JAKARTA – Sektor kelistrikan dituding jadi biang kerok dan penyumbang terbesar emisi Gas Rumah Kaca (GRK). Kementerian Lingkungan Hidup dan Kehutanan (KLHK) sumbangaih kelistrikan bagi emisi GRK lebih besar dari pada yang dihasilkan sektor kehutanan. Siti Nurbaya, Menteri LHK, mengatakan sektor energi khususnya kelistrikan, menghasilkan emisi gas rumah kaca mencapai 314 juta ton mencapai 19% dari business as usual.

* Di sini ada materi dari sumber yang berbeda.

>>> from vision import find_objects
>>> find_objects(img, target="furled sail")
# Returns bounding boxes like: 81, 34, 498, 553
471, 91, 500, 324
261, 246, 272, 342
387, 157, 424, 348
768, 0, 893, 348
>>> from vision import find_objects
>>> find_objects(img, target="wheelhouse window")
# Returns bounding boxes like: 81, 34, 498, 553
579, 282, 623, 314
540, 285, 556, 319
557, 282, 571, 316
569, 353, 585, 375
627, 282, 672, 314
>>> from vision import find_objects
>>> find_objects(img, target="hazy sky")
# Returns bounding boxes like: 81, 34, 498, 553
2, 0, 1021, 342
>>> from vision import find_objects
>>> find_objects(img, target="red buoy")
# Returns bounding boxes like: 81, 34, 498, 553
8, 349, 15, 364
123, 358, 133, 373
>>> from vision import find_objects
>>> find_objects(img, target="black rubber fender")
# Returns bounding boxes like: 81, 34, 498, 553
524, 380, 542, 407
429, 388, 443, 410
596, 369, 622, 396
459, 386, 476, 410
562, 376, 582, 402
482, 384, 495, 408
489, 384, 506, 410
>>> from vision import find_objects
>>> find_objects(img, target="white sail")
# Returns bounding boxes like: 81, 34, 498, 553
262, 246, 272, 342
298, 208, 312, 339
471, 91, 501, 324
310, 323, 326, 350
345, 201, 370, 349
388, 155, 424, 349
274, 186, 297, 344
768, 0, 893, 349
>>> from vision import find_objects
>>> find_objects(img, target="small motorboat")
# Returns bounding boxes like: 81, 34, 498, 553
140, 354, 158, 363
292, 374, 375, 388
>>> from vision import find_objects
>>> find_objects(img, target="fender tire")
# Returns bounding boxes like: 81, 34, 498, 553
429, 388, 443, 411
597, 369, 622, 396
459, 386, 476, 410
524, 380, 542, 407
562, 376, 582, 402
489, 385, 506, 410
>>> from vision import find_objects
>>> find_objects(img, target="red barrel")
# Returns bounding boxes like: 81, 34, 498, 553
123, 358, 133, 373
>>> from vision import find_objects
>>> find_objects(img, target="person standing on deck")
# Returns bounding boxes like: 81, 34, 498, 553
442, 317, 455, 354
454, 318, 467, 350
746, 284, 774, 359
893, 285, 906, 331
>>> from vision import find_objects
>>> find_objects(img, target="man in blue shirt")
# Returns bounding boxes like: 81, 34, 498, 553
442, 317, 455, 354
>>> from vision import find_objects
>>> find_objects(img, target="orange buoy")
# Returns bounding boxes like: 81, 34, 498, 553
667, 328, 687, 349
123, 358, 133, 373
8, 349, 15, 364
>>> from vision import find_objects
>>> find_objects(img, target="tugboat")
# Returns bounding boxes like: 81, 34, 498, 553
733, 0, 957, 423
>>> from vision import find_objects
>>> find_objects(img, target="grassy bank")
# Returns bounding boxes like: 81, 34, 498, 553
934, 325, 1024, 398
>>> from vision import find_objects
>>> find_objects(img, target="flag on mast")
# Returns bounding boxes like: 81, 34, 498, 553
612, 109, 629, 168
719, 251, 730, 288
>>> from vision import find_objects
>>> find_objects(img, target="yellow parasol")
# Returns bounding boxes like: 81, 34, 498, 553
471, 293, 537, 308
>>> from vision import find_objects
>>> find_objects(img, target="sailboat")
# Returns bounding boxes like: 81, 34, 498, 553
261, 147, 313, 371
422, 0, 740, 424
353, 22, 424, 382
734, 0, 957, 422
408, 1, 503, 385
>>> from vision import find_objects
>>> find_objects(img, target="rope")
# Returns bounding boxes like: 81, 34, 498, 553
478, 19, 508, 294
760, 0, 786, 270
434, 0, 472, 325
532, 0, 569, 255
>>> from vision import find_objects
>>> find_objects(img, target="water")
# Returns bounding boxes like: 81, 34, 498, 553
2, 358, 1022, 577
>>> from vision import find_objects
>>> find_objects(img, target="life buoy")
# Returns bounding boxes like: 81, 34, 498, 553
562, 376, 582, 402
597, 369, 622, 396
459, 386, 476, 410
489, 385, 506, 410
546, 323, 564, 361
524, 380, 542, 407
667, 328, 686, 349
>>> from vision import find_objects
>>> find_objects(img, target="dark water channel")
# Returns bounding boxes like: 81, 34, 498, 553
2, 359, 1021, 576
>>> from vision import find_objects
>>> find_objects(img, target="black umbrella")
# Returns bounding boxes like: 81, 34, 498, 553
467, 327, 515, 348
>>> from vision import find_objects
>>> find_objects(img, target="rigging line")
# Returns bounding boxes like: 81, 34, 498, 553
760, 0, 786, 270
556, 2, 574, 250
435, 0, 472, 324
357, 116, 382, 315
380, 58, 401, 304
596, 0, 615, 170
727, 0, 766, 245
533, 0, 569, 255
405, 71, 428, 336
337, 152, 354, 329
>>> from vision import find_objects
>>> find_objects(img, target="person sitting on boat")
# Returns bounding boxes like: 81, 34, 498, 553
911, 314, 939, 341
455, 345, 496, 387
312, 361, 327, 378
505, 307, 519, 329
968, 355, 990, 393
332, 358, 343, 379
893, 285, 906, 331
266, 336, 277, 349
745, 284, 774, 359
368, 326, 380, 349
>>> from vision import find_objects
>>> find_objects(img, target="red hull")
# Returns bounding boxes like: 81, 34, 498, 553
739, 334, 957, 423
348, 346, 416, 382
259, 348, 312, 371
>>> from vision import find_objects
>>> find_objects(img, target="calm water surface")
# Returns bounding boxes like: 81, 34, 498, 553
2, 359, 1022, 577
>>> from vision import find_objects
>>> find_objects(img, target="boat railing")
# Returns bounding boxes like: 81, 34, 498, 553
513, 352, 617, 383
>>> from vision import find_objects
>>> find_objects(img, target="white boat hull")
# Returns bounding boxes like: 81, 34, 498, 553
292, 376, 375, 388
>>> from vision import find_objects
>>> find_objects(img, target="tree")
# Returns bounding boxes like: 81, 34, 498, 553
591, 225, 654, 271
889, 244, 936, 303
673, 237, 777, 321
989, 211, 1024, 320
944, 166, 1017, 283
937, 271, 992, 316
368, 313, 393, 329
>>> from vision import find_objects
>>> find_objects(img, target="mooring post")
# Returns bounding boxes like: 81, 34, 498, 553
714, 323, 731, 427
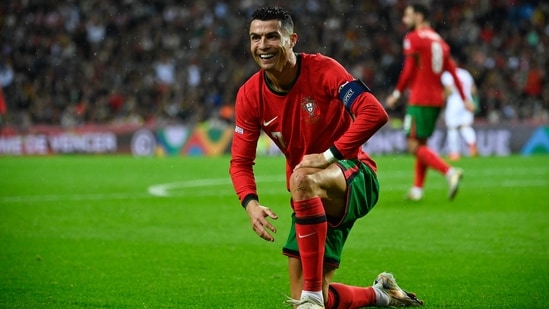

“Dari 2015 hingga 2018 emisi gas kaca justru paling banyak dari listrik. Sementara dari sektor kehutanan menurun,” kata Siti dalam acara Sustainable Energy: Green and Clean yang ditayangkan Media Group News secara virtual, Kamis (28/1).

Menurut Siti, kunci untui menekan emisi GRK adalah dengan meningkatkan penggunaan pembangkit listrik berbasis EBT. Untuk ia meminta Kementerian ESDM yang dipimpin Arifin Tasrif untuk menaikkan bauran EBT nasional menjadi 50% di 2050. Itu jauh diatas target saat ini dalam Rencana Umum Energi Nasional (RUEN) yakni 31%. Target tersebut menurut Siti terlalu rendah jika mau mengurangi emisi karbon di Indonesia.

“Kalau kita lihat Pak Menteri bauran energi 31% ini kalau boleh ambisikan lagi di 2050 bisa naik 50%. Lalu, pada 2070 bisa net zero emissions,” kata Siti.

Surya Darma, Ketua Umum Masyarakat Energi Terbarukan Indonesia (METI), mengatakan upaya pemerintah untuk meningkatkan bauran EBT hingga kini terlihat belum maksimal.

Untuk mempercepat peningkatan EBT peran swasta menurut Surya sangat penting. Untuk itu perlu regulasi yang jelas untuk mendukung iklim berinvestasi. Surya mengakui investasi EBT hingga 2025 cukup besar. Berdasarkan catatannya, Indonesia masih membutuhkan Rp 1.500 triliun lagi. Sementara dana APBN hanya Rp 2.300 triliun.

“Bagaimana mungkin bisa dipenuhi sendiri? Karena peran swasta harus didorong. Untuk penuhi itu perlu sebuah kepastian, kepastian sisi regulasi dan perizinan usaha, dan berikan daya tarik ke penyandang dana,” kata Surya.(RI)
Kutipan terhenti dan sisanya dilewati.